Just let your dog sleep in the grow room. If he's a plant eater, a muzzel is still cheaper than CO2 or propane : )


----------



## SubmarineGirl (May 12, 2022)

CrashMagnet said:


> Just let your dog sleep in the grow room. If he's a plant eater, a muzzel is still cheaper than CO2 or propane : )


My dog loves to sleep with her nose in the grow hole


----------



## Mac420 (May 12, 2022)

Crazy Horse said:


> O.K. And Hick, like the new avitar lol!



Hi mate try find some of these and throw em in ur red or cut down to size and mix in with ur water. More than enough co2 for ya buddy at a fair price over any other way. Have a look at my thread if u like


----------



## SubmarineGirl (May 12, 2022)

SubmarineGirl said:


> My dog loves to sleep with her nose in the grow hole
> View attachment 296696


----------



## noneofurinterest (May 13, 2022)

WeedHopper said:


> Disagreeing with you doesn't mean anybody is upset my friend. Just means they disagree respectfully. Most here dont need a safe space with chocolate when someone disagrees with them,, they just have different opinions. Hang around and you will see what im talking about.
> If you think candles work then thats awesome, by all means use them. Do you make your own?


you know there was some petty shit in this thread. 
Do you think this is "respectfully disagreeing"?

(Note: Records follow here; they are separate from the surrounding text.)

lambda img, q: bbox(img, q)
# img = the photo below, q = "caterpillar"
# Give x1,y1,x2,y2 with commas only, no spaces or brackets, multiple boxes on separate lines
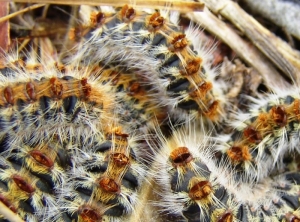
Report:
55,126,147,222
0,117,147,221
148,122,300,221
214,87,300,184
0,59,118,149
0,138,71,222
70,4,227,123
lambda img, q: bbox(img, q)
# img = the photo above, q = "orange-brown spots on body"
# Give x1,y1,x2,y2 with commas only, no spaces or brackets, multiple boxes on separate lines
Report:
99,177,120,194
12,175,35,194
90,12,106,26
292,99,300,119
148,12,165,31
110,153,130,167
0,194,17,213
106,128,129,142
127,82,141,96
189,81,213,100
120,5,136,23
189,180,212,200
26,82,37,101
79,205,102,222
181,58,202,76
198,81,213,95
81,78,91,99
270,105,287,127
217,211,233,222
227,146,252,163
50,77,63,99
30,150,54,168
204,100,219,121
26,64,43,72
55,63,67,74
169,147,193,167
69,27,82,41
3,86,14,105
170,34,188,52
243,126,262,144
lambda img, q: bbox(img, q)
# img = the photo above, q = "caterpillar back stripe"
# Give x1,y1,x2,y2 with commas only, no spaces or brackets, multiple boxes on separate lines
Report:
0,61,119,148
71,4,226,123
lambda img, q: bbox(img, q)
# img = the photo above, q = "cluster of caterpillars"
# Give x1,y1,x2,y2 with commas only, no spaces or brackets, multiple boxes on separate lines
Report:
1,3,300,222
150,125,300,221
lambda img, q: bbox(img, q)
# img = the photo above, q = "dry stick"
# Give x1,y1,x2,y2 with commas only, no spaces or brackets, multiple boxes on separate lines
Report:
0,2,10,53
0,3,46,23
0,202,24,222
187,7,290,89
241,0,300,41
10,0,204,12
196,0,300,84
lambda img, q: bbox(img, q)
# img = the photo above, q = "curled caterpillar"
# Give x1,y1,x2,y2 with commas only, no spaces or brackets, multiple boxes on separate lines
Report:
71,4,226,123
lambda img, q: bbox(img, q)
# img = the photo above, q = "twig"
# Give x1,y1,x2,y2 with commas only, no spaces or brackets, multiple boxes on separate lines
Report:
0,202,24,222
0,1,10,53
0,3,46,23
187,7,290,89
196,0,300,83
9,0,204,12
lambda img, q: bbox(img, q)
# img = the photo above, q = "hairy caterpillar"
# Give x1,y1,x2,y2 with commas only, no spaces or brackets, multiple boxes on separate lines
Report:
0,115,147,221
70,4,226,123
0,59,118,149
0,55,151,221
214,87,300,184
55,126,147,222
148,122,300,221
0,138,71,222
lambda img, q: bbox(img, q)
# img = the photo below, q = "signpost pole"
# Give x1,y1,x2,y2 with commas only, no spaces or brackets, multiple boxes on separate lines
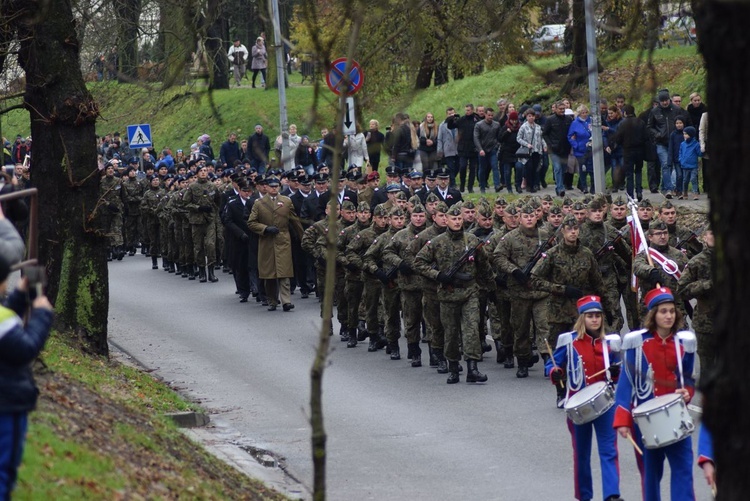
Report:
270,0,288,170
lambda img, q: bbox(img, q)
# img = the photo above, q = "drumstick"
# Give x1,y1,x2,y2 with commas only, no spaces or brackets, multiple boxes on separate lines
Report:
586,361,622,381
626,431,643,455
711,484,717,498
544,339,565,389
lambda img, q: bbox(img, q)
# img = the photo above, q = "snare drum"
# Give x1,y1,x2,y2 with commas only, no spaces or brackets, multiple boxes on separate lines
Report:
632,393,695,449
564,381,615,425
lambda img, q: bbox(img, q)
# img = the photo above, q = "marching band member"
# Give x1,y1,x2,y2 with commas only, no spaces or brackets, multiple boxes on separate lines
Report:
697,424,716,494
614,287,697,501
546,296,623,501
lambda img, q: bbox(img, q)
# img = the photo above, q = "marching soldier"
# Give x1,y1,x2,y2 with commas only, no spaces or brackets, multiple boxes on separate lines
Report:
140,175,162,270
469,203,496,356
183,165,221,282
658,200,703,258
338,201,372,347
99,163,125,261
609,195,640,329
414,203,494,384
121,166,143,255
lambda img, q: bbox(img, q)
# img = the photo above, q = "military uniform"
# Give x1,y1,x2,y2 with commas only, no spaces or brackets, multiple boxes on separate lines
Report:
486,212,515,364
140,181,163,268
414,205,493,383
121,172,143,254
677,245,715,372
183,174,222,282
338,203,371,347
609,197,640,330
99,172,124,259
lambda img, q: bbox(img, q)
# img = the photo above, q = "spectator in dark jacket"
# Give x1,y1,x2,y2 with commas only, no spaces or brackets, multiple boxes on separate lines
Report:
608,104,647,200
499,111,523,194
543,101,574,196
219,133,242,168
447,104,480,193
646,89,690,198
247,125,271,174
686,93,707,131
0,251,54,500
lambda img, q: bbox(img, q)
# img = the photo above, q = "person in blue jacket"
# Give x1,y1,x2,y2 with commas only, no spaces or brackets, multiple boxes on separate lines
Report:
679,126,702,200
546,296,623,501
568,105,594,193
0,254,54,500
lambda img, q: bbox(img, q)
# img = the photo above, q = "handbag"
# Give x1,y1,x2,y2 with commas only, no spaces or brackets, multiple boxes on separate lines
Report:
515,127,535,158
567,152,578,174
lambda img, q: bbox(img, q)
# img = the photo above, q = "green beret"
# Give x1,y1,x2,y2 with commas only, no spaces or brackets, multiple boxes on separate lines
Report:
412,203,426,214
446,204,463,216
373,204,389,216
425,192,440,203
562,215,579,227
435,201,449,213
357,201,371,212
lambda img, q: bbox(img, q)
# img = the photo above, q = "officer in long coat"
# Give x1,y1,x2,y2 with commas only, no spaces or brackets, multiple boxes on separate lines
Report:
247,176,303,311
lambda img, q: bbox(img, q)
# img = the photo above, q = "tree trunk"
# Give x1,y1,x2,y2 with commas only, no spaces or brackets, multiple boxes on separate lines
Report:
561,0,586,95
414,50,434,89
205,0,230,90
114,0,142,81
434,59,449,86
693,0,750,497
11,0,108,355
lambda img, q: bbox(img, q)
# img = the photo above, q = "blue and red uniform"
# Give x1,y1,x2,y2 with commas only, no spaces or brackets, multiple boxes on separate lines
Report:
613,329,696,501
547,328,621,501
697,423,713,469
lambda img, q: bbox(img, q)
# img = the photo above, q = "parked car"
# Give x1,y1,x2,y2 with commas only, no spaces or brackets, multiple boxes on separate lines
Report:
659,14,697,46
532,24,566,53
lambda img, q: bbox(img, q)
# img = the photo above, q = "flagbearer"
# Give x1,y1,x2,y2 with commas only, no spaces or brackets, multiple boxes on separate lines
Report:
632,221,688,324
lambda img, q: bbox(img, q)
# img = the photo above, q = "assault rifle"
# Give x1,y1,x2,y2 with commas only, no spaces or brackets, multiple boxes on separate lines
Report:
384,264,399,289
675,228,704,251
443,236,490,286
594,226,630,259
520,228,561,278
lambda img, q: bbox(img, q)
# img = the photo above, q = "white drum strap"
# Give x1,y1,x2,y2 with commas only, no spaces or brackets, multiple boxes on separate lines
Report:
603,342,612,381
568,343,584,392
635,346,654,400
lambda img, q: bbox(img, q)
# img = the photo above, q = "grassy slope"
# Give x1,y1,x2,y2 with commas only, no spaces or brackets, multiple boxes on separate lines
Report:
14,334,288,500
2,46,703,151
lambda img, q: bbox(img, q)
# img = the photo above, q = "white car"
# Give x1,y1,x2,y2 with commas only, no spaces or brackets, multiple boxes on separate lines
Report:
532,24,566,53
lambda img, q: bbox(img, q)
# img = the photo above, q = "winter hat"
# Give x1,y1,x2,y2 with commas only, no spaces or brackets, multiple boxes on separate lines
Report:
683,126,697,139
508,111,519,121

> I*f you know anything about growing or this site, you wouldn't be questioning THG. If you want to lite candles in your grow be my guest. I would love to buy cheap fire damaged housing.......EDIT*
> If you and I do a duplicate grow, you will see NO BENEFIT from candles, and *I would love to buy your property once it is fire damaged and worth less than half what it would be worth otherwise.....*.*.really, please light a bunch of candles around your grow. When you burn down your house it will make my bud worth that much more.
> 
> Please send me your adress so that I can contact your realtor after you damage your house with fire. I could use the extra money....EDIT
> ...


Ah i was gonna only bold what i consider petty, but then, it's the entire post.

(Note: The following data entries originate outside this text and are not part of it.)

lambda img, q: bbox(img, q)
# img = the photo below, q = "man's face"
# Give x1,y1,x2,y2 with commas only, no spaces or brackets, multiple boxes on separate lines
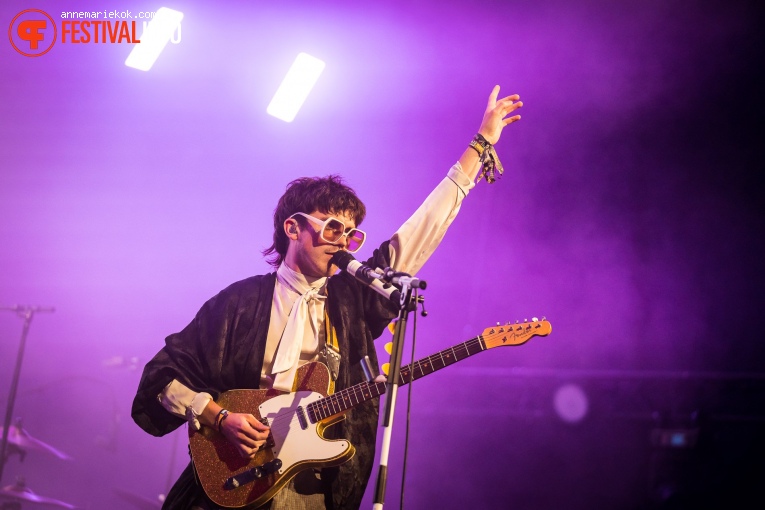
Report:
284,209,357,278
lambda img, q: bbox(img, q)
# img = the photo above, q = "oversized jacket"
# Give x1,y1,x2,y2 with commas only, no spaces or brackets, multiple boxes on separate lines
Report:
131,242,398,509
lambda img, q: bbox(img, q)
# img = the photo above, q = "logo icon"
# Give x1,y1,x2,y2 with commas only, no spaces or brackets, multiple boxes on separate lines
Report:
9,9,57,57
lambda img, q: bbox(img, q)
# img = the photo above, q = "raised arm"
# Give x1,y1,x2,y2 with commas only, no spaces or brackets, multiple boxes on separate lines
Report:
390,85,523,274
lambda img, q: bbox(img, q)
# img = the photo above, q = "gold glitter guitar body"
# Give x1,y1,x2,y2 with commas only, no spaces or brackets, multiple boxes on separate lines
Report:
189,319,552,509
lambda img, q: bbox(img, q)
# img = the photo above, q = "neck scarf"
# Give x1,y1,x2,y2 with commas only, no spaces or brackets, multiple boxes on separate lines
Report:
271,264,328,391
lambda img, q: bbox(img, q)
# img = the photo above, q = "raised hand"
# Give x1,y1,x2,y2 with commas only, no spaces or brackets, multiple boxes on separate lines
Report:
477,85,523,145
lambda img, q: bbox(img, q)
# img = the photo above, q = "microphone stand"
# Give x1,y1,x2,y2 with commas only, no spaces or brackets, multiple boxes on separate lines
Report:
0,305,55,484
372,271,425,510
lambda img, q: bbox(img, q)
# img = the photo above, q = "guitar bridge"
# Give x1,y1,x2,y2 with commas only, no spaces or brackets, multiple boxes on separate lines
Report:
260,418,276,449
223,458,283,490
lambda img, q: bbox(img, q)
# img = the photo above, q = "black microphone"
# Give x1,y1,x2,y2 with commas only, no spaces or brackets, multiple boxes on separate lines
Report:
331,251,401,304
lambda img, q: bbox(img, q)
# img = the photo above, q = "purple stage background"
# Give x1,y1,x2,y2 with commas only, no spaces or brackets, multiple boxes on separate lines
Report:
2,0,763,508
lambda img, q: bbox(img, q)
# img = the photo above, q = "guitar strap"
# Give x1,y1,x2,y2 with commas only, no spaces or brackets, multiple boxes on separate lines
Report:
321,301,340,395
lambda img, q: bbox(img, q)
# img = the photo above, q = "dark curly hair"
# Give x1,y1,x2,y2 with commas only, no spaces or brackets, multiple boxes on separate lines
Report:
263,175,366,268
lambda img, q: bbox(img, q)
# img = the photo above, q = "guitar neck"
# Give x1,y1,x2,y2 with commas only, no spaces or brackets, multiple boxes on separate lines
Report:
307,336,486,423
398,335,486,384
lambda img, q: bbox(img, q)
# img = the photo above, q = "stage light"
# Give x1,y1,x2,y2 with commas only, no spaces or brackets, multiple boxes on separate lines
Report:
125,7,183,71
267,53,326,122
553,383,589,423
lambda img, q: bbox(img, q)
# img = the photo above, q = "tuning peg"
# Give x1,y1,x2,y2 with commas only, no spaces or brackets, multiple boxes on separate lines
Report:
384,342,393,355
524,318,528,323
381,362,390,376
496,322,501,326
532,317,538,322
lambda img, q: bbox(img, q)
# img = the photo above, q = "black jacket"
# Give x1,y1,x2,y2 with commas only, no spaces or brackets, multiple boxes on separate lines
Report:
132,242,398,509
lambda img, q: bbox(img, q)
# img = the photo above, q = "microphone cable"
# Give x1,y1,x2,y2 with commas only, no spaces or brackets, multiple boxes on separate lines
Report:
399,288,421,510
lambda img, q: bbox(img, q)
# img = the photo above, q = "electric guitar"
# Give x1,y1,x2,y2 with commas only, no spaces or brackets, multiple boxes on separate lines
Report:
189,318,552,508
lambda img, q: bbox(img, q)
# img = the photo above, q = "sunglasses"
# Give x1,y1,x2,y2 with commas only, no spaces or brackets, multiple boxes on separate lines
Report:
290,212,367,253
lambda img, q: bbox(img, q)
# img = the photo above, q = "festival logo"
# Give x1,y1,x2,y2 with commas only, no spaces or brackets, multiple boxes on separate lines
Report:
9,9,57,57
8,9,167,58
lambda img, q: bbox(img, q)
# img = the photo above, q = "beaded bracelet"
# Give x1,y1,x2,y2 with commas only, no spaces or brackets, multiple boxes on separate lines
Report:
469,133,504,184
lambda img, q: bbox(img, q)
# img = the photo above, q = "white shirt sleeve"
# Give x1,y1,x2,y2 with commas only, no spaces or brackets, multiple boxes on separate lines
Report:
157,380,212,430
388,162,474,275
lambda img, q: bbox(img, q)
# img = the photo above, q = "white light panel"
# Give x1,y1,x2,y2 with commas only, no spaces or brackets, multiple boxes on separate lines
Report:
125,7,184,71
267,53,326,122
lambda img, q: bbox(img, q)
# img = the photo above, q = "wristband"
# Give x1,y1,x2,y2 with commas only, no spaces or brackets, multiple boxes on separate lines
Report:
215,409,229,432
470,133,504,184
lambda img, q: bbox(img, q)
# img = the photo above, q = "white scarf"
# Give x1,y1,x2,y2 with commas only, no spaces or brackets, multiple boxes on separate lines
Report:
270,264,328,391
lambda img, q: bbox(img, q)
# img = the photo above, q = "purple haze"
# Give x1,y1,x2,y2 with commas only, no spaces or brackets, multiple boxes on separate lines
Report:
1,0,763,508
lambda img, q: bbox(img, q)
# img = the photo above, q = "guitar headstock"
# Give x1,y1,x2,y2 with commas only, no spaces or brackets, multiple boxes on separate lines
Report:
481,317,552,349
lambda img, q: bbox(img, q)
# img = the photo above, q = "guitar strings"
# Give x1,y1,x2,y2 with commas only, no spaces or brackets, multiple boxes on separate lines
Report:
265,381,383,432
264,337,485,431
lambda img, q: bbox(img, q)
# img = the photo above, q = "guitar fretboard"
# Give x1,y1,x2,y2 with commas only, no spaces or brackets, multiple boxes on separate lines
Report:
306,336,486,422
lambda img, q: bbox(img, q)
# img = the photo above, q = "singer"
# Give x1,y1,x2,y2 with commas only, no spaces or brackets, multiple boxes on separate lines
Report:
132,86,523,510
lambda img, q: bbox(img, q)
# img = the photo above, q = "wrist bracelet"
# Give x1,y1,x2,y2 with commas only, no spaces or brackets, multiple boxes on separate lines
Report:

As a respected member of the forum, do you think this is ok?
There was a new person potentially contributing to this community and the math honestly seems quite on point, smart one.
Then they asked a (maybe misguided question) but rather than engaging with them, some met them with outright hostility and sarcasm.

They explicitly said that they're feeling not well received.

Guess what, they never became active.

That's also my piece on it.

GL to you all


----------



## WeedHopper (May 13, 2022)

You don't like it here so I will help you move on asshat. You quoted a post from a member that hasnt been here in forever and then decided to talk shit about members that had nothing to do with it.. This is an old thread you resurrected.
Your just looking to start shit. Go somewhere else and be a smart ass. 2 post and nothing but trying to start shit.
Fking trolls piss me off. He was looking for trouble and found it.


----------



## MechaniMan (May 13, 2022)

I have no exhaust as of yet, just crack the door on my room when lights on. My plants grow outstanding. My exhaust is already ran into my chimney and I will add a fan once they start to stink up the place. Smell is mild right now and I live in the country. Plants that naturally adapted through Millennia to grow with the amount of CO2 that's in the air. Unless you're in an industrial 100% controlled environment I think you're wasting your time.


----------



## MechaniMan (May 13, 2022)

Head_Down_Under said:


> These calculations should settle whether or not the amount of CO2 from a candle is useful for growing. It uses no more than high school chemistry and maths:
> 
> My grow cupboard is 0.5m x 0.45m x 1.5m = 0.337m^3 = 337 litre
> Formula for candle-wax (typical) is C25H52
> ...


I know smoking the right bud makes you creative but damn .


----------



## MechaniMan (May 13, 2022)

SubmarineGirl said:


> View attachment 296701


Looks like the pooch has your co2 covered. 
He's a genius in more than one way.


----------



## SubmarineGirl (May 13, 2022)

MechaniMan said:


> Looks like the pooch has your co2 covered.
> He's a genius in more than one way.


I love to see her doing this. I think she is glad we moved the tent in her room. She seems to love the smell


----------



## oldfogey8 (May 13, 2022)

SubmarineGirl said:


> I love to see her doing this. I think she is glad we moved the tent in her room. She seems to love the smell


My dog likes my brownies. He is old and has a hard time getting around but a small piece of brownie and he is in puppy mode for a while then zonks out. I know, I know. Chocolate is poison for dogs. I looked it up and it is poisonous in large quantities and he is 100 lbs. Been giving a nibble to my dogs for years with no ill effects but plenty of good. I was scolded on here years ago when I said I give my dog some brownie. Someone who claimed she was a goddess was the culprit. Old members will know the offender…


----------



## Hippie420 (May 13, 2022)

WeedHopper said:


> You don't like it here so I will help you move on.
> Your just looking to start shit. Go somewhere else and be a smart ass. 2 post and nothing but trying to start shit.
> Fking trolls piss me off. He was looking for trouble and found it.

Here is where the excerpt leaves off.